Moi aussi j'ai mangé des plats industriels, fréquenté des fast-food. Et puis peu à peu, au gré de mes lectures et de rencontres, j'ai compris qu'il me fallait changer ma façon de m'alimenter. Je
regrette juste d'avoir dû attendre l'âge adulte pour découvrir tout ça, mais bon. J'ai également redécouvert le plaisir de cuisiner, et ça c'est drôlement chouette



keisha 10/12/2011 09:10

Euh oui, l'animal élevé en quasi liberté, nourri normalement, comment le tuer? Brrrr! Kingsolver s'y est décidée...

Aifelle 08/12/2011 13:18

Et quand je pense qu'ils veulent nous ramener les farines animales !!!

Folfaerie 09/12/2011 18:57



Avec le bouquin de Nicolino, j'ai appris que les vaches des gros élevages ne mangent plus d'herbe !! Que des céréales et bientôt, hum, des farines animales. A nouveau. C'est effarant



keisha 08/12/2011 11:34

J'avais repéré le nom de l'auteur suite à une lecture sur les écolos.
Tu as vu le reportage (choc) sur les élevages de poulets pour Mc Do? (c'est récent, ça a fait scandale)
Justement je parle de Un jardin dans les Appalaches
http://en-lisant-en-voyageant.over-blog.com/article-un-jardin-dans-les-appalaches-88298424.html
où l'auteur n'est pas végétarienne, mais ne mange pas de viande d'animaux maltraités. Bon, tu peux discuter son point de vue, mais au moins ses animaux ont une belle vie, non?

Folfaerie 09/12/2011 18:56



On peut être végétarien pour plusieurs raisons, ce que démontre Nicolino : parce que c'est meilleur pour la santé, parce que produire de la viande implique un certain nombre de désastres
écologiques (déforestation, gaspillage d'eau, etc.) et aussi pour des raisons éthiques.
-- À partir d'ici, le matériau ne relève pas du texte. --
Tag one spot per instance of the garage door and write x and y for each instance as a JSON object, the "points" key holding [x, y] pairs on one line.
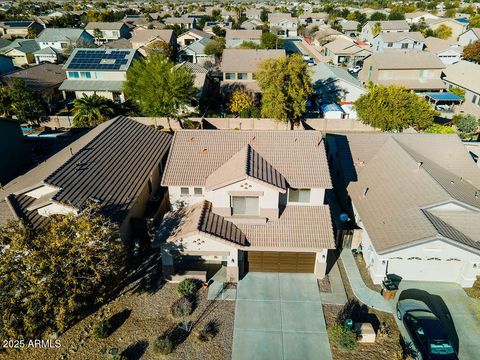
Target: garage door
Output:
{"points": [[289, 262], [426, 270]]}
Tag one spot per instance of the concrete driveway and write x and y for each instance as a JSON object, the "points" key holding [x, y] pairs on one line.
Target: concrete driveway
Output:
{"points": [[279, 316], [460, 315]]}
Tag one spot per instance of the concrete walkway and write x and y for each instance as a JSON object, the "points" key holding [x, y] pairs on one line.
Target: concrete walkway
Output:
{"points": [[279, 317], [364, 294], [338, 295]]}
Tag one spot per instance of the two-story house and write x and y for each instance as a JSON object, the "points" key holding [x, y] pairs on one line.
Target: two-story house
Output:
{"points": [[99, 71], [104, 32], [240, 65], [415, 70], [250, 200], [373, 28], [398, 41]]}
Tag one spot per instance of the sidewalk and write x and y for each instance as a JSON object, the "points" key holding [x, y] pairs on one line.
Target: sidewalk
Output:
{"points": [[364, 294]]}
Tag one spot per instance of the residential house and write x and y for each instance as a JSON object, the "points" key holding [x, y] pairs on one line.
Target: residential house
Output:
{"points": [[191, 36], [90, 169], [449, 52], [415, 202], [458, 27], [19, 29], [195, 53], [415, 70], [15, 157], [251, 200], [97, 71], [44, 78], [419, 16], [465, 75], [332, 84], [240, 65], [398, 41], [21, 51], [373, 28], [345, 52], [110, 31], [235, 38], [469, 36]]}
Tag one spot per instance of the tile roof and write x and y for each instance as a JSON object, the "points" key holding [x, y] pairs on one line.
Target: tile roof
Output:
{"points": [[246, 163], [299, 156]]}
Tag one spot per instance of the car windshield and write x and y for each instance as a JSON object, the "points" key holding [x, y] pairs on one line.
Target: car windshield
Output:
{"points": [[441, 348]]}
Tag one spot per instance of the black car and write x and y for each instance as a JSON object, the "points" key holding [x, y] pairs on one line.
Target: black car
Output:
{"points": [[426, 330]]}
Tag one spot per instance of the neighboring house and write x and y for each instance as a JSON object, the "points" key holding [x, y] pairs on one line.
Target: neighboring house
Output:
{"points": [[458, 27], [44, 78], [21, 51], [343, 51], [190, 36], [240, 65], [90, 169], [370, 28], [183, 22], [332, 84], [65, 39], [469, 36], [110, 31], [398, 41], [15, 152], [19, 29], [97, 71], [195, 53], [415, 70], [465, 75], [449, 52], [419, 16], [251, 200], [415, 203], [235, 38]]}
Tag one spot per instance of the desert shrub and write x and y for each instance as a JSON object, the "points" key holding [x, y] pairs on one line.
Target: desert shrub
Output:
{"points": [[102, 329], [162, 345], [187, 287], [342, 338], [181, 308]]}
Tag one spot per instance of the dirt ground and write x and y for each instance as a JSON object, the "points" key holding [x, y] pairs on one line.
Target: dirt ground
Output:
{"points": [[140, 314]]}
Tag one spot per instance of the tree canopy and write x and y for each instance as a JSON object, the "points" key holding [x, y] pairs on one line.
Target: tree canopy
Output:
{"points": [[159, 87], [394, 108], [49, 277], [285, 84]]}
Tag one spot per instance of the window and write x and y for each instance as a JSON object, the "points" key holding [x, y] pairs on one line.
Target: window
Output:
{"points": [[244, 205], [299, 195]]}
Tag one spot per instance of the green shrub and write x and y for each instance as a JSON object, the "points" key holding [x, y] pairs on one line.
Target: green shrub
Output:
{"points": [[162, 345], [102, 329], [181, 308], [342, 338], [187, 287]]}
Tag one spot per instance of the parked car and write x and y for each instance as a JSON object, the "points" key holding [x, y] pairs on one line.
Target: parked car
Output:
{"points": [[426, 330]]}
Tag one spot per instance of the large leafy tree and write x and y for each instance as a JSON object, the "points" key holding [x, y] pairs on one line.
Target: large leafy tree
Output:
{"points": [[158, 87], [89, 111], [394, 108], [49, 277], [285, 84]]}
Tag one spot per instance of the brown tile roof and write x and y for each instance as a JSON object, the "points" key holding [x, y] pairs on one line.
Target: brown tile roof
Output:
{"points": [[246, 163], [298, 155]]}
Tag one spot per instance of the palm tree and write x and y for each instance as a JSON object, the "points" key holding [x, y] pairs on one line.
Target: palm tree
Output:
{"points": [[90, 111]]}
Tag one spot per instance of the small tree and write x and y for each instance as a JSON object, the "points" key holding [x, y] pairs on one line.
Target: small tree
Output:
{"points": [[394, 108], [239, 101]]}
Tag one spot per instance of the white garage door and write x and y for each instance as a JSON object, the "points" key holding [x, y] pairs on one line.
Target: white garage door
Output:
{"points": [[426, 270]]}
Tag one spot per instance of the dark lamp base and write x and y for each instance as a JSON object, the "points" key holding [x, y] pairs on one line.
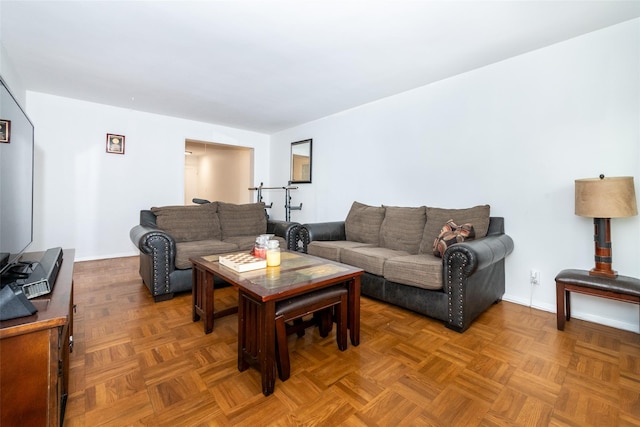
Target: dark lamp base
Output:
{"points": [[602, 239]]}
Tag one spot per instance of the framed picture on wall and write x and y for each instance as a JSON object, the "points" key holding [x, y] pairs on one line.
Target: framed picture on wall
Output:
{"points": [[115, 143], [5, 131]]}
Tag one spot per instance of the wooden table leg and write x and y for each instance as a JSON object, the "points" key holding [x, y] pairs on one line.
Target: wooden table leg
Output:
{"points": [[354, 310], [267, 345], [195, 292], [560, 305], [242, 331], [208, 301]]}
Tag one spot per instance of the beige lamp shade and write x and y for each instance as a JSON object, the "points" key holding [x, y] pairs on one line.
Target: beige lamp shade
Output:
{"points": [[606, 197]]}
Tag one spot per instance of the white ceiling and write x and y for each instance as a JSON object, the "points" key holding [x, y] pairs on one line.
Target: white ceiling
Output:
{"points": [[270, 65]]}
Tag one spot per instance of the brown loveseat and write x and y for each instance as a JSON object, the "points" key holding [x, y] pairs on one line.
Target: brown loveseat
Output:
{"points": [[394, 245], [168, 236]]}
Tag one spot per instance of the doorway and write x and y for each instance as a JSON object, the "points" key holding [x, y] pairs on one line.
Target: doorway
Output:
{"points": [[217, 172]]}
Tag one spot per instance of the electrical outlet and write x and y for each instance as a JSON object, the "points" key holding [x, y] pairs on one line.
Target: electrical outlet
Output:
{"points": [[534, 277]]}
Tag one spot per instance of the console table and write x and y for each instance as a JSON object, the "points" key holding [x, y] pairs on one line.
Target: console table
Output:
{"points": [[34, 355], [621, 288]]}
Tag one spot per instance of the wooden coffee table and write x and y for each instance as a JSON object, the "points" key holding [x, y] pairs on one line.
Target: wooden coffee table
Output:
{"points": [[259, 290]]}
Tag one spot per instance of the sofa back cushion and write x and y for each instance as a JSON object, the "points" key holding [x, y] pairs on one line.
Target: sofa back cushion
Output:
{"points": [[402, 228], [242, 220], [189, 223], [363, 223], [477, 216]]}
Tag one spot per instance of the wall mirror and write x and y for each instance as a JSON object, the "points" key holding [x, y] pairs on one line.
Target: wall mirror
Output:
{"points": [[301, 162]]}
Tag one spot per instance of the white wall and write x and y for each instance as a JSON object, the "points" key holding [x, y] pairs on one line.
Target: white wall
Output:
{"points": [[88, 199], [516, 135]]}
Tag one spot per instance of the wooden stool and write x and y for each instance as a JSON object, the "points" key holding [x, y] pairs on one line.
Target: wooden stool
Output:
{"points": [[292, 309], [621, 288]]}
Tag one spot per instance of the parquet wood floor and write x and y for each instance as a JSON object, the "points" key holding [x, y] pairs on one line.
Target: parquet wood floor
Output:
{"points": [[140, 363]]}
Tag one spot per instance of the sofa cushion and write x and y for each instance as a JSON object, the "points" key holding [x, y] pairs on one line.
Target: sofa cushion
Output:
{"points": [[242, 220], [246, 243], [363, 223], [370, 259], [187, 223], [186, 250], [478, 216], [402, 228], [422, 271], [330, 249], [452, 233]]}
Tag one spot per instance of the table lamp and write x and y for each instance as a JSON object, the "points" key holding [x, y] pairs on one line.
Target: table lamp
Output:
{"points": [[602, 199]]}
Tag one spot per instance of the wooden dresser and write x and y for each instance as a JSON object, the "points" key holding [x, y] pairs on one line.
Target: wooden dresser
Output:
{"points": [[34, 355]]}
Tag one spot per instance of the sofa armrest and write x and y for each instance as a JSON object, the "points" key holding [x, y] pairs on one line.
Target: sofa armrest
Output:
{"points": [[474, 277], [287, 230], [307, 233]]}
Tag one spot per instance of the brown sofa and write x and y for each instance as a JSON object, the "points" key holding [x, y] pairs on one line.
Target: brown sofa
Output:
{"points": [[168, 236], [394, 245]]}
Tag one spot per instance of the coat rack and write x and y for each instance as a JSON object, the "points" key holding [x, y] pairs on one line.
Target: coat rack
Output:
{"points": [[287, 198]]}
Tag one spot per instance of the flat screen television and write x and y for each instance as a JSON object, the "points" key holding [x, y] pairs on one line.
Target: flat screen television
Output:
{"points": [[16, 179]]}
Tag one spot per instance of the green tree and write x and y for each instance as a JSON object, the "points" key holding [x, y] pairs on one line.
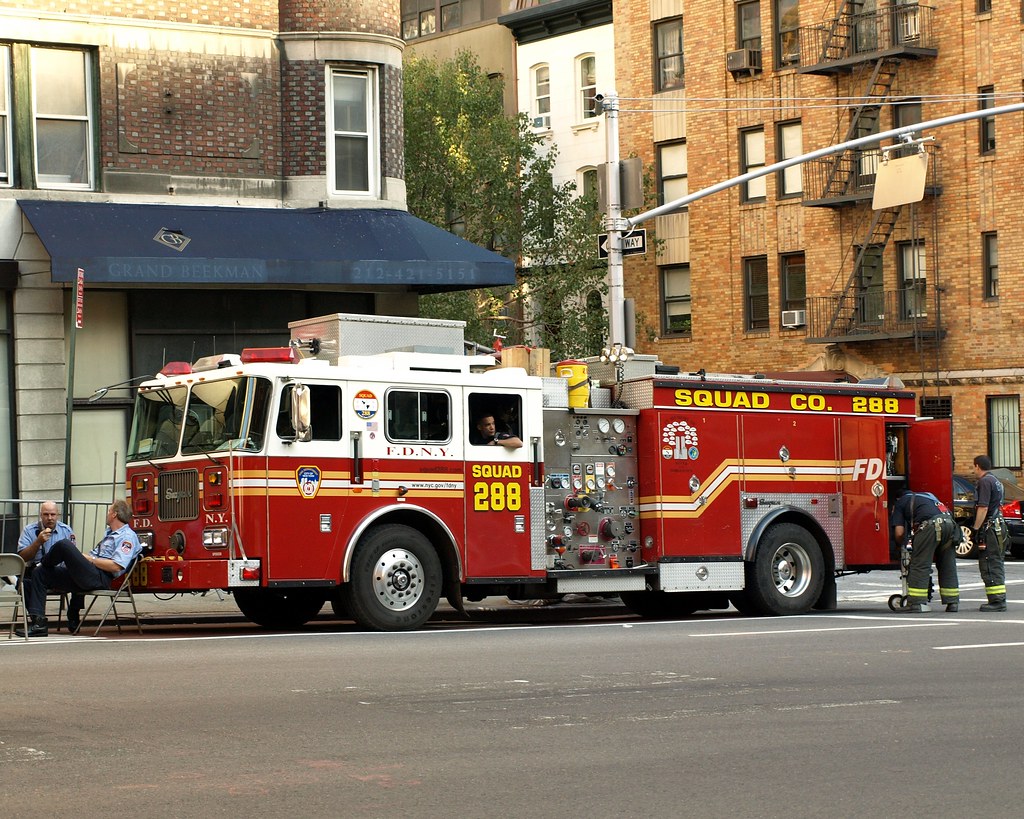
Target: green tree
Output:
{"points": [[475, 171]]}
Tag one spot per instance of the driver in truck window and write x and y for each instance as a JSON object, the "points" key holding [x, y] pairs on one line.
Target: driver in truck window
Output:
{"points": [[484, 433]]}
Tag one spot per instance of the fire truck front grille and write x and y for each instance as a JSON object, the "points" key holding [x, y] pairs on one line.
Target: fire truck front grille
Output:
{"points": [[179, 494]]}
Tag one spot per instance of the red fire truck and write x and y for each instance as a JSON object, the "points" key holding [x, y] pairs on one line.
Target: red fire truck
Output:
{"points": [[329, 470]]}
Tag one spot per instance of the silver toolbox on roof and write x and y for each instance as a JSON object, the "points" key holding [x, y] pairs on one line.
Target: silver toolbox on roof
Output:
{"points": [[349, 334]]}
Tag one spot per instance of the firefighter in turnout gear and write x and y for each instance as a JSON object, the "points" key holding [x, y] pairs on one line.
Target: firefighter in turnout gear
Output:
{"points": [[990, 534], [926, 520]]}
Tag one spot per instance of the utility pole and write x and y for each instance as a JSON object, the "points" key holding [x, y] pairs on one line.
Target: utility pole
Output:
{"points": [[613, 221]]}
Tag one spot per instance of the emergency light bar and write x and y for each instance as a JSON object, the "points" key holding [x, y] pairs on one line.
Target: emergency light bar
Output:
{"points": [[215, 362], [281, 355], [176, 369]]}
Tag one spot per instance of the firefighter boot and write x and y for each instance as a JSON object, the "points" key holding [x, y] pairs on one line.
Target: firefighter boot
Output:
{"points": [[37, 627]]}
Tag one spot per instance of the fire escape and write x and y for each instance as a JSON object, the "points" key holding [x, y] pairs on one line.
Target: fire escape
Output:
{"points": [[867, 42]]}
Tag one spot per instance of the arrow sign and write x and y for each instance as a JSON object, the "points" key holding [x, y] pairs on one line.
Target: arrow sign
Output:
{"points": [[633, 244]]}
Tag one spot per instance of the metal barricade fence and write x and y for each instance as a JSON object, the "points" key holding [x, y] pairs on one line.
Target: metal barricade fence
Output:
{"points": [[86, 518]]}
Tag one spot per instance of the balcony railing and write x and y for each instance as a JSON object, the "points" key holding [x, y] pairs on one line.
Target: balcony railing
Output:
{"points": [[850, 176], [848, 39], [873, 315]]}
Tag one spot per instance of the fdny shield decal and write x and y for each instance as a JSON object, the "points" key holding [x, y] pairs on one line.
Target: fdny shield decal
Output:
{"points": [[307, 479]]}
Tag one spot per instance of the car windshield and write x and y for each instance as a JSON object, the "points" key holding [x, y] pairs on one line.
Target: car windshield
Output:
{"points": [[229, 414]]}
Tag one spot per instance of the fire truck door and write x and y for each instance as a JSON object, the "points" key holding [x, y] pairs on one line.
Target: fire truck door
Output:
{"points": [[865, 520], [308, 485], [930, 464], [498, 489]]}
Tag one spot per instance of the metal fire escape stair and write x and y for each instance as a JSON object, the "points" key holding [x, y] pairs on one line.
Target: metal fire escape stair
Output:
{"points": [[880, 84], [847, 308]]}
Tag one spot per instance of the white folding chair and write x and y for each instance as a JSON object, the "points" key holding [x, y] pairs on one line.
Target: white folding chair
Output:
{"points": [[122, 593], [12, 567]]}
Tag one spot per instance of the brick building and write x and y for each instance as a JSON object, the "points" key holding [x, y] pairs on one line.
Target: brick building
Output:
{"points": [[796, 270], [216, 170]]}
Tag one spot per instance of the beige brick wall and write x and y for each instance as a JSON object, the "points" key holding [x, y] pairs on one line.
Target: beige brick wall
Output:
{"points": [[978, 194]]}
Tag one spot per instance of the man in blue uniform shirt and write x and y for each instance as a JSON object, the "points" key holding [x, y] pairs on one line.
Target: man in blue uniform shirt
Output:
{"points": [[65, 568], [38, 537]]}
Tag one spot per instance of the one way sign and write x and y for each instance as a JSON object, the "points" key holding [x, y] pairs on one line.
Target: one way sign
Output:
{"points": [[633, 244]]}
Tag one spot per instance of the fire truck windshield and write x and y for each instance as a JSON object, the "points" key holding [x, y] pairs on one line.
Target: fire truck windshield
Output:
{"points": [[229, 414]]}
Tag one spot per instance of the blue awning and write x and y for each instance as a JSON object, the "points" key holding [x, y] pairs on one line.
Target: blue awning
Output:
{"points": [[182, 244]]}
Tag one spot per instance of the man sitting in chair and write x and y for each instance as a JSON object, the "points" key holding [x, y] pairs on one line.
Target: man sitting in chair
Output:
{"points": [[81, 572]]}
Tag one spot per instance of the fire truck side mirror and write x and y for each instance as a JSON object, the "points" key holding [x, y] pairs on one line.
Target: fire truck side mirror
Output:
{"points": [[300, 413]]}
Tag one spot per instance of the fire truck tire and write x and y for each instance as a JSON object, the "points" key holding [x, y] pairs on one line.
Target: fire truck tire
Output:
{"points": [[787, 572], [394, 579], [280, 608]]}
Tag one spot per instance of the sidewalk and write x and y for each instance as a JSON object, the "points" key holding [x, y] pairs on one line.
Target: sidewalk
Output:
{"points": [[212, 608]]}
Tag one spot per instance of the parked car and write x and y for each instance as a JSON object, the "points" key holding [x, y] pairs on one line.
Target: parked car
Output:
{"points": [[1013, 494]]}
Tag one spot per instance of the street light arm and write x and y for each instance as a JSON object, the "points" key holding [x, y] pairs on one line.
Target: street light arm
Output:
{"points": [[895, 133]]}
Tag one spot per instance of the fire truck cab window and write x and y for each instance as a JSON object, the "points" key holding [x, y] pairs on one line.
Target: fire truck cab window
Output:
{"points": [[506, 410], [419, 416], [325, 413]]}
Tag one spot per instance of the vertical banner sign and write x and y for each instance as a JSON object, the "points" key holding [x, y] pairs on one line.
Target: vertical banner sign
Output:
{"points": [[79, 298]]}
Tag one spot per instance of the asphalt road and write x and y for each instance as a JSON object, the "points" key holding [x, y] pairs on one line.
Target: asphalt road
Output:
{"points": [[858, 713]]}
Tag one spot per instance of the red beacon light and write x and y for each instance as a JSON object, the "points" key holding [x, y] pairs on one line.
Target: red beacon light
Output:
{"points": [[276, 355], [176, 369]]}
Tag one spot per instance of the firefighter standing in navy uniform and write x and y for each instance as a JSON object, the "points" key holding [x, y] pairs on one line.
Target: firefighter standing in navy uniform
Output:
{"points": [[990, 534], [932, 529]]}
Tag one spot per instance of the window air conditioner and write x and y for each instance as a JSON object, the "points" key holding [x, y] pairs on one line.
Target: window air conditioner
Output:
{"points": [[748, 59], [794, 317]]}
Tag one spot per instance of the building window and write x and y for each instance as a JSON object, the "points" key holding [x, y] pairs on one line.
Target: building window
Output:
{"points": [[587, 72], [749, 25], [1005, 431], [672, 172], [870, 286], [57, 124], [867, 159], [906, 113], [790, 145], [752, 144], [451, 15], [676, 313], [587, 182], [419, 18], [913, 279], [669, 54], [542, 95], [756, 292], [990, 260], [352, 146], [793, 274], [986, 125], [7, 447], [5, 141], [786, 33]]}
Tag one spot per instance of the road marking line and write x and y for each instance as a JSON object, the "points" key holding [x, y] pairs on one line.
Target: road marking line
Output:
{"points": [[978, 645]]}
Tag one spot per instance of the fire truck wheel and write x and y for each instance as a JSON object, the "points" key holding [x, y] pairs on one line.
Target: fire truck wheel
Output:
{"points": [[280, 608], [787, 571], [394, 579]]}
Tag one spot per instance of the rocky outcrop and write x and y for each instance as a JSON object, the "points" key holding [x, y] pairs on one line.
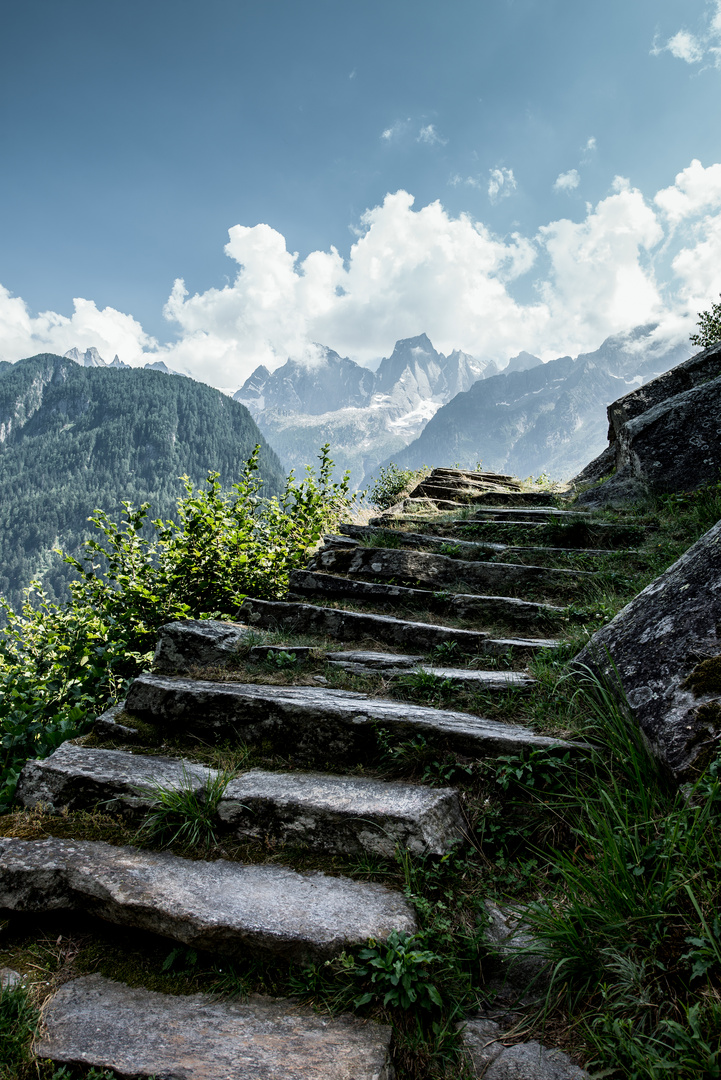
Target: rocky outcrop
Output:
{"points": [[664, 436], [198, 643], [316, 725], [488, 1056], [236, 909], [137, 1033], [663, 653]]}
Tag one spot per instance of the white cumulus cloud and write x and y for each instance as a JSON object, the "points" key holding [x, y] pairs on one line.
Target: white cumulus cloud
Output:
{"points": [[694, 48], [111, 332], [625, 260], [567, 181], [501, 184], [431, 136]]}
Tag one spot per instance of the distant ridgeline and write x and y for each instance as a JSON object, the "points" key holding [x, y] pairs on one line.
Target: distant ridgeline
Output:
{"points": [[75, 439]]}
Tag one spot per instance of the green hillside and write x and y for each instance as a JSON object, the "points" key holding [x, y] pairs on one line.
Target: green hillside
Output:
{"points": [[75, 439]]}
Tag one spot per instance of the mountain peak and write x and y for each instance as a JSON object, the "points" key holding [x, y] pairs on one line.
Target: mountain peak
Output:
{"points": [[91, 358]]}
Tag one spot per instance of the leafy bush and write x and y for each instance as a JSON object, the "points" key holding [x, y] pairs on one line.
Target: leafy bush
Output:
{"points": [[709, 327], [60, 664], [392, 483], [398, 973]]}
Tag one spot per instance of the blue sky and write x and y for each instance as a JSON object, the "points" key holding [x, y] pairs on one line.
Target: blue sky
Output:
{"points": [[135, 135]]}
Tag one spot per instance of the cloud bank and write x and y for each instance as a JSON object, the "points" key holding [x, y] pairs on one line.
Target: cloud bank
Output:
{"points": [[630, 259]]}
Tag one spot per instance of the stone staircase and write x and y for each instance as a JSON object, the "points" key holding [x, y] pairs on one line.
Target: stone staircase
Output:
{"points": [[361, 586]]}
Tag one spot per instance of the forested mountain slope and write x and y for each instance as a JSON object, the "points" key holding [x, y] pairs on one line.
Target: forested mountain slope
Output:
{"points": [[75, 439], [544, 418]]}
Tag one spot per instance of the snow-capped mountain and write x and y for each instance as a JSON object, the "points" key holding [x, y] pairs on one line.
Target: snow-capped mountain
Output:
{"points": [[91, 358], [363, 414]]}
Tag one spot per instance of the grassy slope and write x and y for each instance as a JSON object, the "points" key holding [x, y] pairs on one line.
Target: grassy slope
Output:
{"points": [[622, 872]]}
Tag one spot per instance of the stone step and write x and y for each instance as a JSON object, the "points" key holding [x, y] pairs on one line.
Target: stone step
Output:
{"points": [[136, 1033], [525, 514], [439, 571], [290, 617], [352, 534], [314, 725], [236, 909], [393, 664], [318, 811], [477, 476], [459, 490], [201, 643], [358, 625], [505, 609], [81, 778], [342, 814]]}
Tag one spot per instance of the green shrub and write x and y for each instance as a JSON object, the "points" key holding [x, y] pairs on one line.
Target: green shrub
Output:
{"points": [[60, 664], [392, 483]]}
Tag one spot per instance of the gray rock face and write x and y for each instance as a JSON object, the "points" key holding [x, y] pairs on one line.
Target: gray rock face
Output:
{"points": [[462, 605], [483, 1045], [315, 725], [663, 436], [219, 906], [676, 445], [200, 643], [78, 778], [361, 662], [699, 368], [436, 570], [532, 514], [356, 625], [344, 814], [666, 648], [96, 1022], [522, 963], [337, 814]]}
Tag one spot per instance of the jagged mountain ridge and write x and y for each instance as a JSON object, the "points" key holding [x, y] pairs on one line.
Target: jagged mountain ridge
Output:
{"points": [[363, 414], [546, 418], [73, 439], [91, 358]]}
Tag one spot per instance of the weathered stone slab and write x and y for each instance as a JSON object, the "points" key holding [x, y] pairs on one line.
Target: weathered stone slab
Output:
{"points": [[260, 652], [345, 814], [198, 643], [313, 724], [394, 664], [137, 1033], [699, 368], [516, 514], [356, 625], [440, 571], [481, 1041], [470, 547], [109, 725], [356, 532], [674, 446], [78, 778], [521, 646], [663, 651], [521, 959], [460, 605], [220, 906]]}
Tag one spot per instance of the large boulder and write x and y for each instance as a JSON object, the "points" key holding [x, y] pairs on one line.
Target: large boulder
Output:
{"points": [[663, 653], [663, 436]]}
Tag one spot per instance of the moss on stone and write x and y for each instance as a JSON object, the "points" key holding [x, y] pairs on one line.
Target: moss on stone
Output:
{"points": [[705, 677]]}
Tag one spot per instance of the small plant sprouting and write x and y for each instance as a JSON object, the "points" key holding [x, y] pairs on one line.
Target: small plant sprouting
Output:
{"points": [[398, 971], [185, 814], [282, 659], [446, 650]]}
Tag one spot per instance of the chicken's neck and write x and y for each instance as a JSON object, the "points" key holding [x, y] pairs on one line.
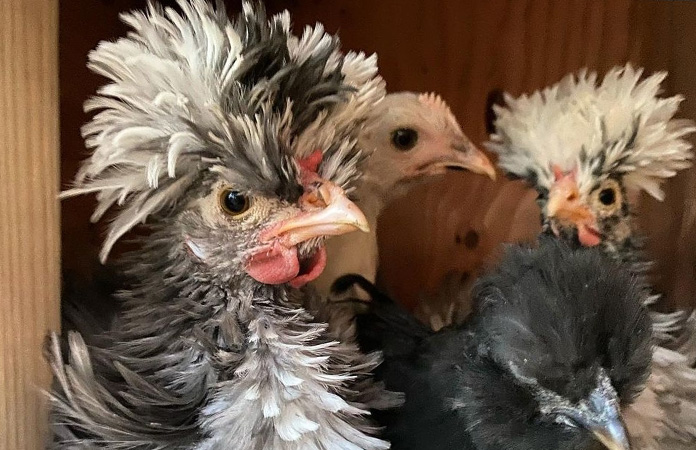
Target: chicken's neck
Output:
{"points": [[268, 374]]}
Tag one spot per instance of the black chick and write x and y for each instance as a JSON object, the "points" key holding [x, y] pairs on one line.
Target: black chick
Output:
{"points": [[559, 341]]}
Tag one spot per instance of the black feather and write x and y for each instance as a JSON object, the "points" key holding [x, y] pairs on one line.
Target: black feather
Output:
{"points": [[554, 315]]}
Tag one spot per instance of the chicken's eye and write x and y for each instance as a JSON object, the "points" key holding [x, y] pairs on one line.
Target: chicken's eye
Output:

Moi, je le suis devenue après avoir regardé un documentaire sur les abattoirs français (incluant les modes
de transport des animaux dits de boucherie, une horreur) et puis il y avait le mode d'élevage aussi, que je ne supportais pas. En gros, je me suis posée les questions suivantes : est-ce moral de
manger une bestiole qui a connu l'enfer avant d'être tuée ? est-ce que j'ai le courage de tuer une bête élevée en liberté, bien nourrie, etc. pour la manger (genre élever mes poules, mes lapins,
mon cochon...) ? Heu, la réponse fut non, aux deux. J'aimerai bien lire le point de vue américain maintenant (le
bouquin de Safran Foer). Ceci dit, quand je rencontre des gens qui font l'effort de manger des bêtes élevées en liberté et bio, je ne peux que les féliciter. C'est déjà un grand pas.